According to the government's highly manicured figures, an estimated 72.8 million citizens are now officially classified as living below the poverty line. Independent economic observers warn that the actual figure is likely double the state’s admission, potentially encompassing over 130 million individuals. To understand the gravity of being "below the poverty line" in the current fiscal ecosystem, one must analyze the raw monetary data. The average monthly income for individuals in this bracket is under 8,500 Pakistani Rupees. When converted to international currencies at current market rates, this translates to an income of less than 30 US dollars per month for an entire household. This microscopic budget strips families of basic nutritional security, forcing over a third of the population to survive on less than half of their required monthly caloric intake.
Concurrently, the state has admitted to a dramatic rise in unemployment, reporting that the number of completely jobless individuals has expanded from 4.5 million to nearly 6 million, driving the national unemployment index upward. This widespread lack of purchasing power has triggered a severe drop in the domestic consumption of essential commodities. Market data indicates a sharp contraction in the purchase and retail movement of basic foods, including flour, milk, meat, lentils, and fresh vegetables, confirming that the average citizen can no longer afford essential nutrition.
The crisis is heavily compounded by an unprecedented collapse in industrial energy consumption and agricultural input. In a shocking disclosure, the Economic Survey highlights a 42.6 percent decline in petroleum and fuel consumption within the manufacturing sector over the past fiscal year. An energy drop of this magnitude signals a massive slowdown in factory operations, supply chain logjams, and a freeze on industrial expansion.
The situation is even more critical in the agricultural sector, which forms the spine of the rural economy. Petroleum product consumption in agriculture fell by a staggering 61.7 percent. This decline directly correlates with a drop in tractor usage, a reduction in the transport of harvested goods via rural trolleys, and a widespread shutdown of tube wells due to unaffordable fuel costs. This sharp decline in agricultural inputs raises serious concerns about food security in the upcoming quarters. While the real economy contracts, the national debt architecture has ballooned out of control. Total public debt liabilities reached a record 83,285 billion Pakistani Rupees by March, with fiscal projections indicating the tally will breach the 100,000 billion mark by the close of the financial year. To place this in a broader historical perspective, when the previous democratic administration was ousted, total liabilities stood near 44,000 billion Rupees, meaning the national debt load has effectively doubled under the current setup.

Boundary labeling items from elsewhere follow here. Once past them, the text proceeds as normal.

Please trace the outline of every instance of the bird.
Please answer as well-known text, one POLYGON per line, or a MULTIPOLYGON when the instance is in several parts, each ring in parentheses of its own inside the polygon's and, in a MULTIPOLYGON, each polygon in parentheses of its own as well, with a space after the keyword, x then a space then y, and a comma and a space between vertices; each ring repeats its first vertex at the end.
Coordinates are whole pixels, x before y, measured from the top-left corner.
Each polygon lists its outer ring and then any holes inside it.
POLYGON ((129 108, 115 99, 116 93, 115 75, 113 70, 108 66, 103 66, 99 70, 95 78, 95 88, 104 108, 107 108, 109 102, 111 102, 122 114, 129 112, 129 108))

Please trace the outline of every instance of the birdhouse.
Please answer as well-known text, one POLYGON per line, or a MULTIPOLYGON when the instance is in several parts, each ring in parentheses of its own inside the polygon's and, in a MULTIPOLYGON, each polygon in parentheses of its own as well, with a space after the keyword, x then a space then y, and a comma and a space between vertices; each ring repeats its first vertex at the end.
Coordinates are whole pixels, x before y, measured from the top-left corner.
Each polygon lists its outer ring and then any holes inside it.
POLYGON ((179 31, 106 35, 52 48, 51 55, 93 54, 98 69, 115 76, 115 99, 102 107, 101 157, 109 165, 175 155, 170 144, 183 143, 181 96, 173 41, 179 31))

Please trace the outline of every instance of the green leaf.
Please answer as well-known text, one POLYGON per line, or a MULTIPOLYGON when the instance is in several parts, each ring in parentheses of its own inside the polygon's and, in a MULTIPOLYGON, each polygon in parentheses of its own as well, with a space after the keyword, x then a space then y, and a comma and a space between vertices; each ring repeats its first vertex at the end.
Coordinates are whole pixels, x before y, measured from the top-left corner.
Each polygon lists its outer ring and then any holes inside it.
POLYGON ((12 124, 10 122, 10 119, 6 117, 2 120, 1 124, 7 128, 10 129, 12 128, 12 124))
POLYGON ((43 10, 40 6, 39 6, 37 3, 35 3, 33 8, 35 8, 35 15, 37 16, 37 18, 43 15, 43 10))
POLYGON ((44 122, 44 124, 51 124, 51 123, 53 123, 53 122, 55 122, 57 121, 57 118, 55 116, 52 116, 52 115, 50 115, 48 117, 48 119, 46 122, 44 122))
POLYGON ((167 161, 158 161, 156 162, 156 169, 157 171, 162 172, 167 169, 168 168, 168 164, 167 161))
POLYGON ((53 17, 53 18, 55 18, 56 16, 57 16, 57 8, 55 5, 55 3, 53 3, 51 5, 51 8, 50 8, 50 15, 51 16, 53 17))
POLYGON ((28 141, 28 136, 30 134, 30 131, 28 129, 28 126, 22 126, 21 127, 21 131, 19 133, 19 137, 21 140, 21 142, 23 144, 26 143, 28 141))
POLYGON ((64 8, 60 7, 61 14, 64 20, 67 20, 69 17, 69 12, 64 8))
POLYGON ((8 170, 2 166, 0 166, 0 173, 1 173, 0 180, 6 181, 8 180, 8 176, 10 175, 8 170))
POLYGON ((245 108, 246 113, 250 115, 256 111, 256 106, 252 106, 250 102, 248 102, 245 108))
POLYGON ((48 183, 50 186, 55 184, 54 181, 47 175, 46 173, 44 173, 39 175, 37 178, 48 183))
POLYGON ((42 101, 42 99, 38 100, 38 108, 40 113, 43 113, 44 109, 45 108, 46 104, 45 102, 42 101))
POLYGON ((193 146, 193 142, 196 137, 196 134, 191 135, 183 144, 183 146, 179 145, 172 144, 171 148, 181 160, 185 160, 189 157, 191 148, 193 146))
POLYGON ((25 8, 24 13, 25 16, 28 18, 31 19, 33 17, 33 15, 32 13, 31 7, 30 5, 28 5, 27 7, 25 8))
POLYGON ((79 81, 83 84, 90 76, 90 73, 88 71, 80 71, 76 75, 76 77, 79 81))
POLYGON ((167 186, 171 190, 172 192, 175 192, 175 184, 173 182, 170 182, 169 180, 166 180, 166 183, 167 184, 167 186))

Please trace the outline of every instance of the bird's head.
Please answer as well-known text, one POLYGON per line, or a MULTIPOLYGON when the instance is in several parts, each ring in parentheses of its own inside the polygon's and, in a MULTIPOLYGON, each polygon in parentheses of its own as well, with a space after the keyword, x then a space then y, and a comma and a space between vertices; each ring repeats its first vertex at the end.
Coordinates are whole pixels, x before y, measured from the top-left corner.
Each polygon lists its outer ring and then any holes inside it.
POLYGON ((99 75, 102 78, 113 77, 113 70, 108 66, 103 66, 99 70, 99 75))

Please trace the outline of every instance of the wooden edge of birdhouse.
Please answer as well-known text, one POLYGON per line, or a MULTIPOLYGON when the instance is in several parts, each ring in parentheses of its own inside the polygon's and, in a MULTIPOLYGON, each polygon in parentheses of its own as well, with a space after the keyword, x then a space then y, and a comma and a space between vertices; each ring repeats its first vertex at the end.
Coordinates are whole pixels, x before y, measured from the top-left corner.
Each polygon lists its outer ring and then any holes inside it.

To bridge this massive fiscal gap, the state is increasingly leaning on provincial resources. High-ranking financial officials have publicly lauded regional administrators in Khyber Pakhtunkhwa for their "generosity" in diverting local provincial revenue streams toward centralized defense allocations and military spending. This strategy leaves the administrative provinces with depleted cash reserves to fund local healthcare, education, and municipal infrastructure. Additionally, the Federal Board of Revenue discovered that 8,700 wealthy individuals hold an undocumented 750 billion Rupees across various banking institutions without filing matching income tax returns. This indicates that the state is planning aggressive bank asset seizures and forced wealth audits to prevent a total sovereign debt default.